Us et costumes: Cendrillon au bal

Il y a quelques temps, en croisant ma lecture d'un article de Lucie qui essayait de faire de la pédagogie à l'adresse des participants de GN  (Ici) et ce que j'avais commencé à éplucher dans les Magasins des demoiselles; j'ai eu l'idée de faire une série d'articles pour "résumer" ou "vulgariser" (au sens noble du terme) la prose d'époque à ce sujet.

Lancée dans la danse ancienne grâce aux cours de l'association Carnet de Bals je consacre le premier aux soirées de bal.

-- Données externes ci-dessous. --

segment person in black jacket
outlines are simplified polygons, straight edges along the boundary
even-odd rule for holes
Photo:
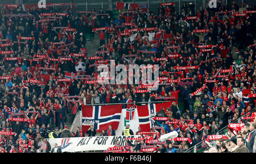
[[[93,125],[90,125],[90,128],[86,132],[86,134],[88,134],[88,137],[95,136],[96,131],[93,128]]]
[[[80,127],[76,127],[76,132],[74,133],[72,132],[73,135],[74,135],[74,137],[82,137],[85,136],[84,132],[82,130],[80,130]]]
[[[51,153],[62,153],[61,149],[58,148],[58,144],[54,144],[54,148],[51,150]]]
[[[109,126],[109,128],[106,131],[105,135],[106,136],[115,136],[115,131],[112,129],[112,126]]]
[[[137,151],[141,151],[141,148],[142,145],[146,145],[145,140],[141,140],[141,142],[138,143],[137,140],[134,141],[134,144],[131,143],[129,140],[127,140],[128,144],[132,147],[134,148],[134,150],[135,152],[137,152]]]
[[[62,124],[62,128],[65,127],[64,119],[67,117],[66,113],[64,107],[63,107],[60,104],[59,105],[59,108],[56,111],[56,119],[58,120],[58,127],[60,129],[60,124]]]

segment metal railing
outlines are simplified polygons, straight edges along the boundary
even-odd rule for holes
[[[170,102],[171,101],[147,101],[147,102],[135,102],[135,104],[143,104],[143,103],[164,103]],[[93,104],[86,104],[86,105],[89,106],[96,106],[96,105],[127,105],[127,104],[133,104],[133,102],[119,102],[119,103],[93,103]]]
[[[240,118],[237,118],[235,120],[234,120],[232,122],[230,122],[230,123],[240,123],[241,121],[241,119],[242,118],[244,117],[245,115],[246,115],[246,114],[249,113],[253,113],[253,112],[256,111],[256,107],[254,107],[253,110],[249,111],[249,112],[244,114],[243,115],[241,115]],[[225,126],[225,127],[222,128],[220,130],[218,131],[216,134],[213,135],[222,135],[224,134],[226,131],[228,130],[228,125]],[[204,140],[201,141],[200,143],[197,144],[195,146],[190,148],[188,150],[185,150],[184,153],[203,153],[204,151],[209,148],[209,146],[208,146],[207,144],[204,144],[203,143],[205,143],[206,139],[204,139]]]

L'article que je vais illustrer et synthétiser provient du Magasin des Demoiselles de Novembre 1857 de Madame de Simiane. 
L'article fait environ quatre pages pleines, d'où l'idée de "résumer" alors que c'est un procédé que j'affectionne peu en général. 

Je termine cette courte introduction avec l'objectif poursuivi. Cela peut passer pour une lubie de puriste mais ce n'en est qu'à moitié une. En effet nombre d'associations de costumés ou de reconstitution insistent dans leurs chartes sur l'importance d'accorder son comportement, sa manière de parler avec sa tenue. Et même un débutant en costume peut facilement adopter quelques "réflexes" historiques, il n'est pas question de technique, ni de moyen et cela donne très rapidement une allure très historique. 
J'ajoute qu'il y a quelque chose pour moi de très frustrant dans le fait de voir une belle tenue historique sur une personne qui agit en totale disparité avec sa tenue, par exemple (et l'article l'évoquera) ces jeunes filles absolument superbes qui tout d'un coup attrapent leur crinoline par le cerceau et la lève à une hauteur, certes, confortable pour marcher à leur aise mais totalement disgracieuse et mal-séante.


Voilà entrée en matière trop longue terminée. Allons-y pour les recommandations de Madame Simiane à propos des bals. 

Son premier conseil est à propos de la manière de répondre à une invitation, il est intéressant de savoir qu'elle fait une distinction entre bal et soirée; on doit obligatoirement répondre par écrit pour un bal et on peut se permettre un remerciement verbal lors d'une courte visite pour une "simple" soirée. 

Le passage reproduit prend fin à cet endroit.